L’indemnité d’activité partielle est maintenue au taux de 70 % jusqu’à la fin de l’année 2021. Elle permet aux entreprises mises en difficulté par la crise sanitaire de ne pas licencier en attendant une reprise normale de leur activité.

Photo : Unsplash
Un premier décret daté du 25 octobre 2021, prolonge jusqu’au 31 décembre 2021, le taux d’allocation d’activité partielle de 70 % pour les employeurs des secteurs d’activité dont l’activité a été interrompue par décision administrative en raison de la crise sanitaire ou bien qui ont subi et qui continuent de subir une forte baisse de leur chiffre d’affaires.
Un second décret daté du 27 octobre 2021, reporte également au 31 décembre 2021, la baisse du taux horaire de l’indemnité d’activité partielle versée aux salariés des mêmes employeurs précédemment cités, impactés par la crise sanitaire.
Pour rappel, si les entreprises de droit commun et des secteurs dits « protégés » n’ont aujourd’hui plus accès aux allocations, restent les entreprises fermées administrativement au titre de la crise sanitaire, celles situées sur un territoire reconfiné, et celles relevant des secteurs les plus touchés qui continuent d’avoir une forte baisse du chiffre d’affaires. Pour ces dernières donc, le taux d’allocation majoré de 70 % avait été prolongé jusqu’au 31 octobre. Il l’est désormais jusqu’à la fin de l’année. C’est donc de même pour leurs salariés, avec un taux d’indemnisation maintenu à 70 % de leur salaire brut et jusqu’au 31 décembre 2021.
__________________
Consulter les offres de formation Droit social et défense des droits des salariés
__________________
Quel calcul de l’indemnité d’activité partielle et autres allocations liées à la crise sanitaire ?
Dans le décret n°2020-1316 du 30 octobre 2020, il est indiqué des principes qui sont toujours valables :
- « Dans les entreprises d’au moins 50 salariés, le comité social et économique est informé à l’échéance de chaque autorisation des conditions dans lesquelles l’activité partielle a été mise en œuvre. »
- « Une autorisation d’activité partielle peut être accordée pour une durée maximum de trois mois. Elle peut être renouvelée (…) dans la limite de six mois, consécutifs ou non, sur une période de référence de douze mois consécutifs. »
- « La rémunération maximale prise en compte pour le calcul de l’indemnité horaire est égale à 4,5 fois le taux horaire du salaire minimum interprofessionnel de croissance. »

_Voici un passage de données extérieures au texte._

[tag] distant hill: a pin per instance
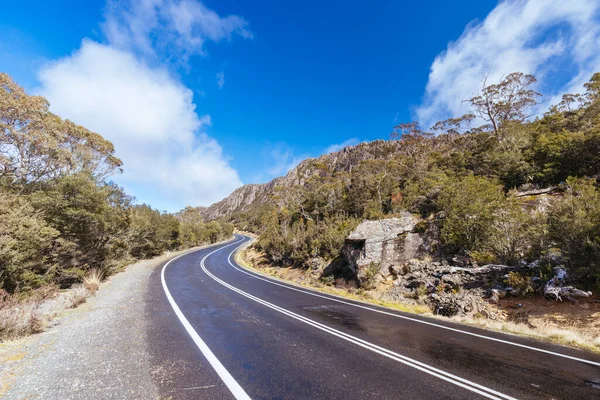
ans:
(247, 196)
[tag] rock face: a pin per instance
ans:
(375, 246)
(248, 196)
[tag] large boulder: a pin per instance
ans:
(374, 246)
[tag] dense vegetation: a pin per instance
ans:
(466, 179)
(59, 217)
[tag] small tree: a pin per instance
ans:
(574, 226)
(510, 100)
(469, 205)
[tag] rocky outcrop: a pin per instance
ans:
(253, 195)
(374, 246)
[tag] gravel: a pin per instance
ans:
(96, 351)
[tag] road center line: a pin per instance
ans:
(237, 391)
(338, 299)
(464, 383)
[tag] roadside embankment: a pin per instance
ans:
(566, 323)
(95, 351)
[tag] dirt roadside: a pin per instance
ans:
(95, 351)
(565, 323)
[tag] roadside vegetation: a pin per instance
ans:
(63, 223)
(467, 178)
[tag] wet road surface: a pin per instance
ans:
(219, 331)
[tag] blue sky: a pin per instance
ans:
(200, 97)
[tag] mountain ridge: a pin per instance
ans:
(242, 198)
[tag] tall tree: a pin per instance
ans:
(37, 145)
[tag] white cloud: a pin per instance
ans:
(281, 159)
(175, 28)
(151, 119)
(337, 147)
(220, 79)
(124, 90)
(538, 37)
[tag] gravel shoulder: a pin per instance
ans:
(95, 351)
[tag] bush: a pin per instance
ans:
(469, 205)
(574, 226)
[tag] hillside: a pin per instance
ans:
(253, 195)
(459, 179)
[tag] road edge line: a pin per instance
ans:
(234, 387)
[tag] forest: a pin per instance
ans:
(60, 215)
(469, 173)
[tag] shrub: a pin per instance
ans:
(92, 280)
(469, 205)
(574, 225)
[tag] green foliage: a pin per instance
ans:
(574, 226)
(58, 218)
(26, 244)
(469, 205)
(516, 233)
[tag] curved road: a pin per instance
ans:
(219, 331)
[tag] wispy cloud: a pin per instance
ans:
(220, 79)
(125, 91)
(176, 28)
(281, 159)
(337, 147)
(555, 40)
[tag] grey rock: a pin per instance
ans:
(382, 243)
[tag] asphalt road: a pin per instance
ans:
(218, 331)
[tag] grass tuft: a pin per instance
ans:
(19, 317)
(92, 280)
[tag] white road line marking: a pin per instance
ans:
(225, 376)
(464, 383)
(336, 299)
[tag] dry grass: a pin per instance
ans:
(560, 323)
(22, 315)
(78, 295)
(92, 280)
(251, 260)
(19, 317)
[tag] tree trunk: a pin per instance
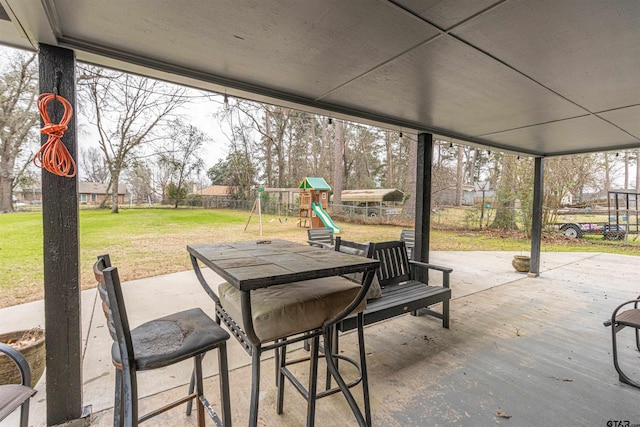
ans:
(390, 166)
(505, 215)
(459, 177)
(268, 165)
(409, 207)
(6, 204)
(626, 169)
(338, 162)
(638, 171)
(114, 191)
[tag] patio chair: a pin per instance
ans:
(321, 237)
(619, 320)
(14, 395)
(157, 344)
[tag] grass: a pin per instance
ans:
(149, 242)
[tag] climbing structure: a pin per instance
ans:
(314, 200)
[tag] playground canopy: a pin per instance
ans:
(373, 195)
(310, 183)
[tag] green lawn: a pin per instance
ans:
(148, 242)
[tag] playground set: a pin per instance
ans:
(314, 200)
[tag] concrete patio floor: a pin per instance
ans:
(521, 351)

- « Pour les salariés qui bénéficient d’éléments de rémunération variables ou versés selon une périodicité non mensuelle, le salaire de référence servant au calcul de l’indemnité et de l’allocation d’activité partielle tient compte de la moyenne de ces éléments de rémunération perçus au cours des douze mois civils, ou sur la totalité des mois travaillés si le salarié a travaillé moins de douze mois civils, précédant le premier jour de placement en activité partielle de l’entreprise. »
- « L’indemnité nette versée par l’employeur ne peut excéder la rémunération nette horaire habituelle du salarié. L’indemnité et la rémunération nettes s’entendent après déduction des cotisations et contributions obligatoires retenues par l’employeur. »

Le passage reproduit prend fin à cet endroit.